Mais il en découle, tel est du moins l’objectif que nous nous étions fixé, un certain nombre de critères permettant de distinguer, dans les discours de la résignation, du renoncement et du désespoir, ce qui relève de l’argumentation, et ce qui dérive, par une voie que nous ne prétendions d’ailleurs pas à déterminer, de l’affection mélancolique (l’avenir est plat, l’avenir est clos, et « à quoi bon ? »). À cette seule condition devenait-il envisageable de convenir, en pleine connaissance de cause, de l’imminence de catastrophes possibles, probables et même inévitables, et cependant de conserver la résolution nécessaire à l’action, notamment politique.

On sera circonspect envers tous les discours de la répétition : la crise de 2008 comme répétition de celle de 1929, la montée des démagogies d’extrême droite depuis 2010 comme pur et simple recommencement de l’essor du fascisme durant les années 1930, etc.

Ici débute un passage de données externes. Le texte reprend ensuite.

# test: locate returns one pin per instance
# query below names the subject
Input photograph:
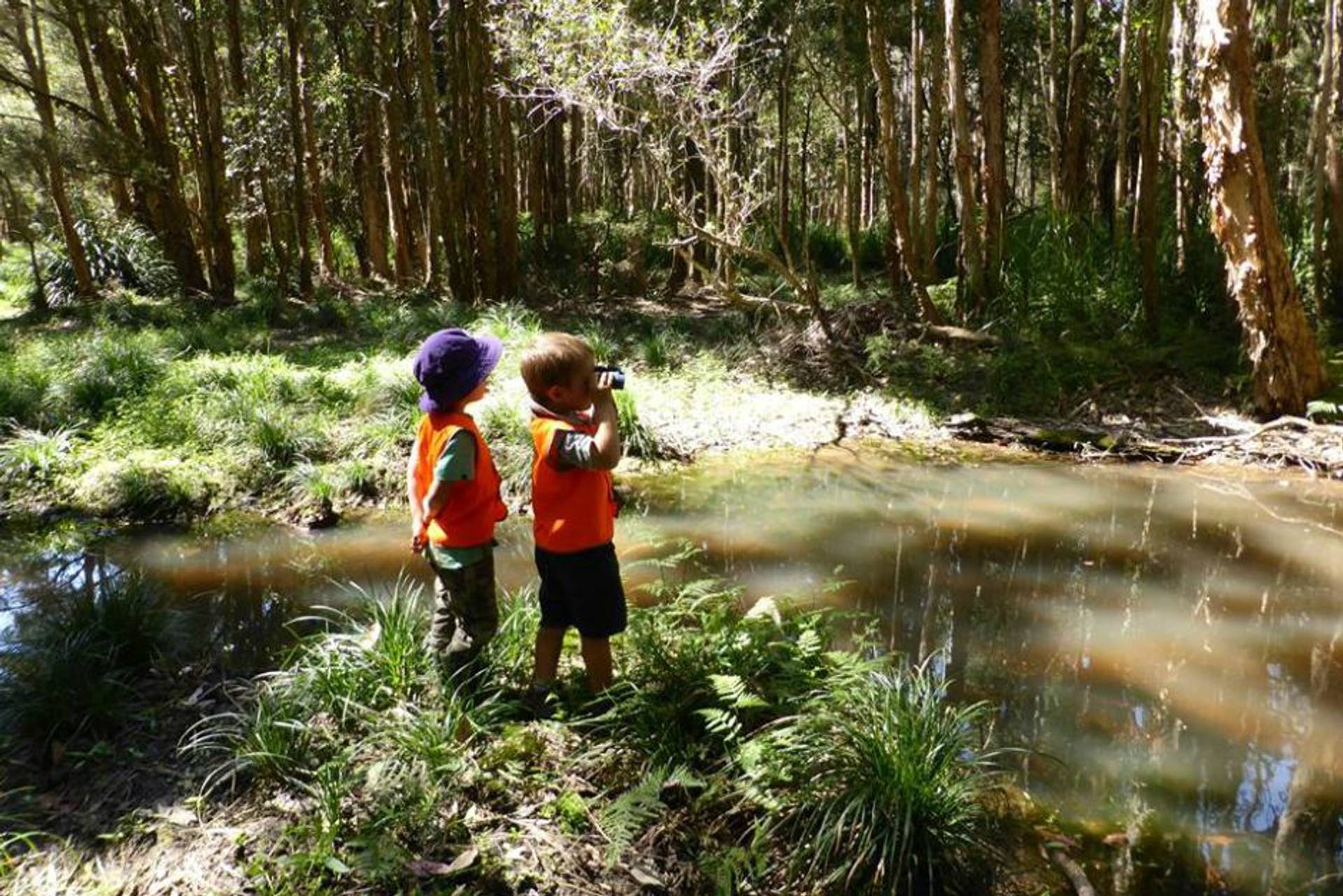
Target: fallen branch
(1074, 874)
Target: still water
(1146, 633)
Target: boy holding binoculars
(576, 445)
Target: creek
(1146, 634)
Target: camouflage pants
(467, 614)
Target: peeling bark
(1277, 336)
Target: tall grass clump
(118, 253)
(879, 783)
(26, 381)
(81, 660)
(702, 675)
(337, 685)
(509, 439)
(33, 456)
(145, 487)
(356, 722)
(636, 439)
(109, 369)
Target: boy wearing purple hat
(454, 493)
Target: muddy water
(1149, 634)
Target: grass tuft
(80, 665)
(880, 779)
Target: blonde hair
(554, 359)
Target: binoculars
(617, 375)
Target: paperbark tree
(301, 208)
(995, 150)
(1074, 175)
(1287, 369)
(203, 77)
(1122, 213)
(903, 254)
(39, 89)
(972, 287)
(167, 207)
(1321, 144)
(1156, 35)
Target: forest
(470, 150)
(867, 262)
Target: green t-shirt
(455, 464)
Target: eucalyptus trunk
(1156, 36)
(972, 239)
(1287, 369)
(903, 254)
(35, 64)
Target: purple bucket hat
(450, 364)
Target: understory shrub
(880, 781)
(118, 253)
(841, 758)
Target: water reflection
(1163, 640)
(1149, 632)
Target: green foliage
(636, 439)
(78, 665)
(700, 675)
(145, 488)
(106, 370)
(1061, 271)
(629, 814)
(353, 678)
(509, 441)
(880, 781)
(118, 253)
(33, 456)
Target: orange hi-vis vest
(468, 519)
(572, 509)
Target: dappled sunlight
(1147, 633)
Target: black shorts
(582, 590)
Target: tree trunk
(1277, 336)
(313, 160)
(853, 190)
(902, 252)
(118, 183)
(1319, 144)
(1181, 23)
(1156, 35)
(296, 135)
(1122, 211)
(438, 243)
(782, 172)
(1074, 127)
(35, 62)
(916, 136)
(505, 183)
(972, 242)
(372, 185)
(254, 225)
(927, 241)
(1334, 152)
(995, 148)
(394, 144)
(207, 102)
(163, 185)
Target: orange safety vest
(571, 509)
(468, 519)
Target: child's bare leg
(597, 660)
(548, 645)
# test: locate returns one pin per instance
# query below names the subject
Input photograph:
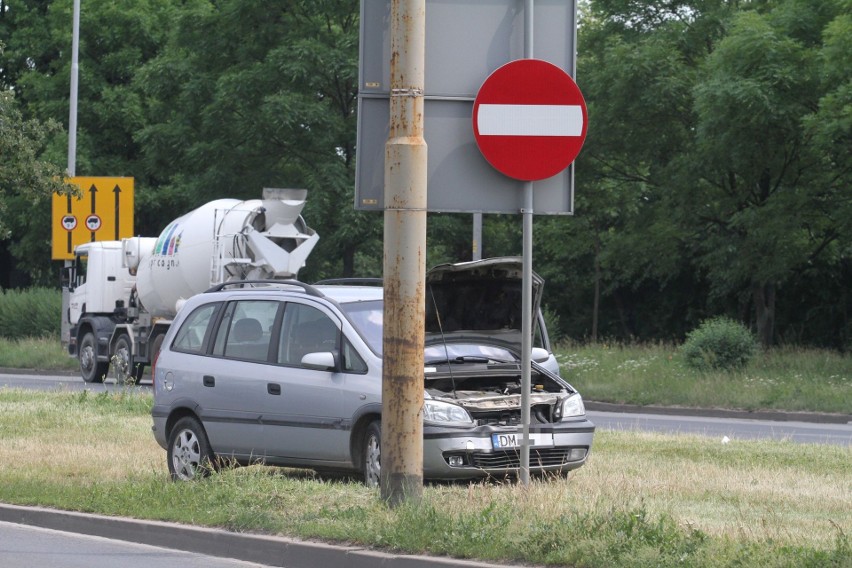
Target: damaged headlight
(445, 413)
(571, 406)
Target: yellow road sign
(103, 213)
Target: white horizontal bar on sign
(530, 120)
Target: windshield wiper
(467, 359)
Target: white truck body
(122, 295)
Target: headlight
(573, 406)
(445, 413)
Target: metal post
(477, 236)
(526, 284)
(404, 260)
(75, 69)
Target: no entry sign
(529, 119)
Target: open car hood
(478, 302)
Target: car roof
(345, 293)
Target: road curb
(261, 549)
(774, 415)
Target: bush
(35, 312)
(719, 343)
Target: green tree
(27, 179)
(248, 95)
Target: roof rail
(310, 290)
(349, 282)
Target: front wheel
(189, 453)
(373, 454)
(91, 369)
(126, 371)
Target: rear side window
(305, 330)
(246, 330)
(194, 333)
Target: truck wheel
(91, 369)
(373, 454)
(126, 372)
(189, 453)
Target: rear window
(194, 332)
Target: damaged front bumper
(494, 451)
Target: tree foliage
(714, 181)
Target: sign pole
(404, 260)
(75, 69)
(526, 283)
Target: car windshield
(436, 354)
(366, 316)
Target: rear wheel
(373, 454)
(91, 369)
(189, 453)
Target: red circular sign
(529, 119)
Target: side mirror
(539, 354)
(320, 361)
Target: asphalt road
(803, 428)
(104, 542)
(25, 546)
(726, 428)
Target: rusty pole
(404, 260)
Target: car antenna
(444, 342)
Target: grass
(41, 353)
(642, 500)
(780, 379)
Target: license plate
(514, 439)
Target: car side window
(193, 335)
(351, 360)
(247, 332)
(305, 330)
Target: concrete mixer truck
(119, 297)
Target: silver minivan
(290, 374)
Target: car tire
(91, 369)
(189, 455)
(372, 448)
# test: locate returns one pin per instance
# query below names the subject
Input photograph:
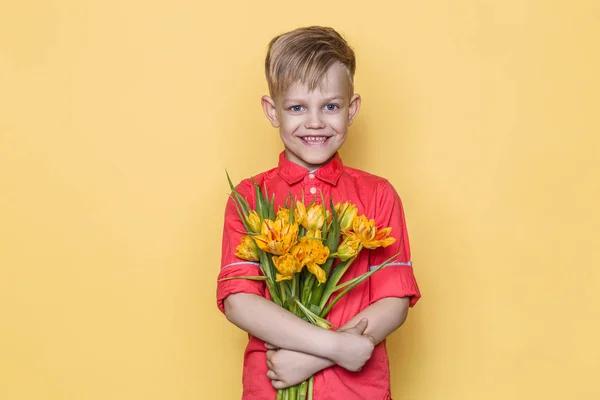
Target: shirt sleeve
(233, 230)
(397, 278)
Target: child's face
(314, 125)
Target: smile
(314, 140)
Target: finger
(278, 384)
(271, 374)
(359, 328)
(370, 338)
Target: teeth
(315, 139)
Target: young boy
(310, 73)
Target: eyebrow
(326, 100)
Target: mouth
(314, 140)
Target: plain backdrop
(118, 119)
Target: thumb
(359, 328)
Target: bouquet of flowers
(297, 246)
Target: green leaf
(355, 282)
(249, 277)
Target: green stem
(357, 280)
(302, 390)
(293, 392)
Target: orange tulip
(253, 221)
(348, 248)
(311, 252)
(283, 213)
(311, 218)
(247, 249)
(369, 236)
(287, 265)
(277, 237)
(346, 213)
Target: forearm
(384, 316)
(275, 325)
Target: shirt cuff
(241, 285)
(394, 281)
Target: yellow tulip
(283, 213)
(369, 236)
(311, 252)
(300, 212)
(314, 218)
(287, 265)
(277, 237)
(253, 221)
(247, 249)
(313, 234)
(348, 248)
(346, 213)
(317, 271)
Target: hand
(352, 348)
(288, 368)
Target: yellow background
(118, 119)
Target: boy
(312, 102)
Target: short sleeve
(233, 230)
(397, 278)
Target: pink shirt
(376, 198)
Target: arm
(266, 320)
(288, 368)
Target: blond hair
(304, 55)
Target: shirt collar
(294, 173)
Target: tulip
(317, 271)
(287, 265)
(277, 237)
(300, 212)
(348, 248)
(346, 213)
(313, 234)
(253, 221)
(369, 236)
(283, 213)
(247, 249)
(314, 218)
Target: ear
(270, 110)
(353, 107)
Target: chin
(317, 160)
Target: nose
(314, 120)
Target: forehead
(334, 83)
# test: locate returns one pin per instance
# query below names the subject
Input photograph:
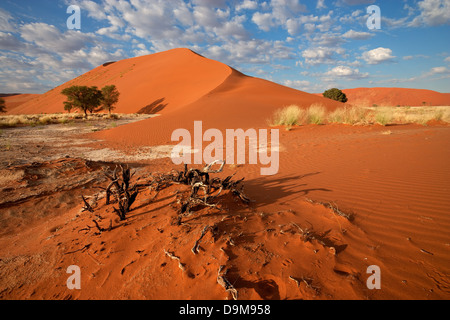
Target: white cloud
(432, 13)
(264, 21)
(247, 5)
(5, 24)
(438, 70)
(321, 55)
(378, 55)
(346, 73)
(356, 35)
(321, 4)
(49, 38)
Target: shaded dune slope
(239, 101)
(396, 96)
(170, 79)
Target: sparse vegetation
(348, 115)
(59, 118)
(2, 105)
(288, 116)
(315, 114)
(355, 115)
(384, 116)
(110, 96)
(83, 98)
(335, 94)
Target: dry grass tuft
(288, 116)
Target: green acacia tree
(83, 97)
(110, 96)
(2, 105)
(335, 94)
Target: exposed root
(173, 257)
(197, 243)
(225, 283)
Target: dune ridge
(396, 96)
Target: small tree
(2, 105)
(110, 97)
(68, 106)
(335, 94)
(83, 98)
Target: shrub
(335, 94)
(315, 114)
(352, 115)
(384, 116)
(287, 116)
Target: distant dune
(183, 87)
(396, 96)
(13, 101)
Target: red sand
(396, 96)
(395, 183)
(14, 101)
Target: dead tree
(200, 180)
(120, 188)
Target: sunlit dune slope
(396, 96)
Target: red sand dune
(170, 80)
(225, 99)
(396, 96)
(15, 100)
(394, 182)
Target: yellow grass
(358, 115)
(44, 119)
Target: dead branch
(223, 281)
(173, 257)
(87, 206)
(195, 247)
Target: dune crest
(168, 79)
(396, 96)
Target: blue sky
(308, 45)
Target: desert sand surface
(12, 101)
(396, 97)
(345, 198)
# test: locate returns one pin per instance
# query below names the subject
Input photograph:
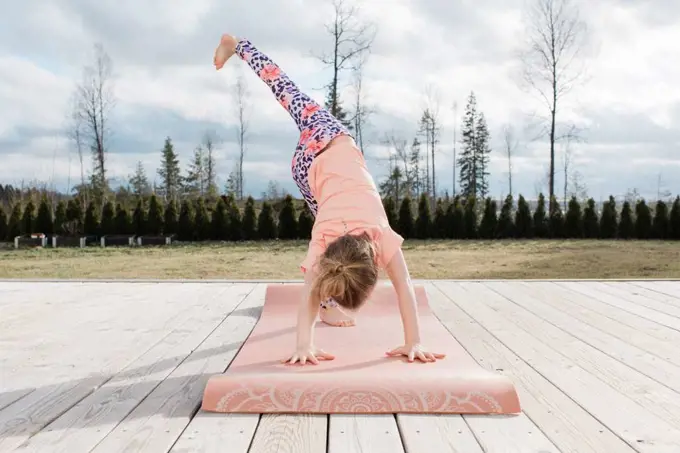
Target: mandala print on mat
(317, 126)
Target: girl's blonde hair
(347, 271)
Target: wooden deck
(121, 367)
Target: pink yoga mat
(361, 379)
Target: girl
(351, 237)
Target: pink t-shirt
(348, 202)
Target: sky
(626, 105)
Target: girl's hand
(310, 353)
(416, 351)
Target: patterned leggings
(317, 125)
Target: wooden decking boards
(120, 367)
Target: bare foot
(334, 316)
(224, 51)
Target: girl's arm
(401, 280)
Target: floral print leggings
(317, 125)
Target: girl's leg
(299, 105)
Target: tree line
(457, 218)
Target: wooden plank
(550, 290)
(635, 297)
(645, 312)
(157, 423)
(426, 433)
(59, 388)
(210, 433)
(617, 347)
(283, 433)
(89, 421)
(358, 433)
(642, 428)
(547, 411)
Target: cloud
(628, 105)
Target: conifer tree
(154, 223)
(506, 226)
(60, 219)
(249, 220)
(643, 220)
(28, 219)
(406, 227)
(523, 220)
(287, 219)
(266, 226)
(489, 224)
(44, 223)
(627, 223)
(573, 222)
(424, 220)
(540, 220)
(108, 225)
(591, 226)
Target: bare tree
(94, 99)
(510, 146)
(556, 36)
(351, 39)
(242, 95)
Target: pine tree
(591, 226)
(661, 224)
(169, 172)
(4, 227)
(28, 219)
(506, 226)
(609, 222)
(14, 222)
(424, 220)
(523, 220)
(489, 224)
(305, 223)
(234, 220)
(470, 218)
(60, 219)
(91, 224)
(287, 219)
(266, 227)
(202, 221)
(220, 221)
(406, 227)
(674, 220)
(440, 223)
(643, 220)
(44, 223)
(249, 220)
(186, 222)
(627, 223)
(391, 212)
(154, 223)
(555, 219)
(573, 222)
(123, 221)
(171, 218)
(541, 227)
(108, 225)
(139, 219)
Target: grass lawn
(426, 259)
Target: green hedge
(199, 220)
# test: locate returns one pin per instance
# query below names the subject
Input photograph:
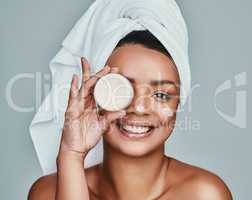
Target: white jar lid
(113, 92)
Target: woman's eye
(162, 96)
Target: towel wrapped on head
(94, 36)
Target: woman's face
(156, 96)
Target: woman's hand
(83, 128)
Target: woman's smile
(134, 129)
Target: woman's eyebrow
(156, 82)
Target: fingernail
(122, 112)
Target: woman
(135, 166)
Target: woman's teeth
(136, 129)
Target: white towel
(94, 36)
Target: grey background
(220, 47)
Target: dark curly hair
(145, 38)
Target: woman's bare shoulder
(196, 183)
(45, 186)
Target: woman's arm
(82, 131)
(71, 178)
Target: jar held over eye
(113, 92)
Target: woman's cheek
(166, 115)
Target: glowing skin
(144, 65)
(134, 167)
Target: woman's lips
(131, 135)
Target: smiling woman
(134, 165)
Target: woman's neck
(134, 177)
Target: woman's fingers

Du reste, de quoi le dérèglement climatique serait-il la réitération ? Des grandes peurs millénaristes ? Mais il y a dérèglement climatique, et il ne se réduit pas à une « crainte » du dérèglement climatique ! Des réchauffements qui faisaient suite aux grandes glaciations du pléistocène ? Mais le dérèglement climatique actuel est d’origine humaine !

Mais on se méfiera, symétriquement, de ceux qui se contentent d’une croyance simplement formelle à l’imprévisibilité de l’avenir, et qui, rappelant comment l’humanité a su, jusqu’à présent, trouver des issues aux situations les plus désespérées (les grandes pestes du Moyen âge par exemple), en infèrent que, la science, la technique et la « géo-ingénierie » aidant, il en ira toujours de même (Steven Pinker).

On prêtera peu l’oreille, enfin, aux discours anxiogènes, culpabilisateurs et tétanisants, de ceux pour qui notre urgence est si pressante, qu’elle exclut toute riposte démocratique et collective ; mais on ne sera pas moins inconciliant envers ceux — parfois les mêmes — qui, pensant que la fin est proche mais se gardant de le déclarer, la précipitent avec cynisme, en se hâtant de jouir des derniers restes.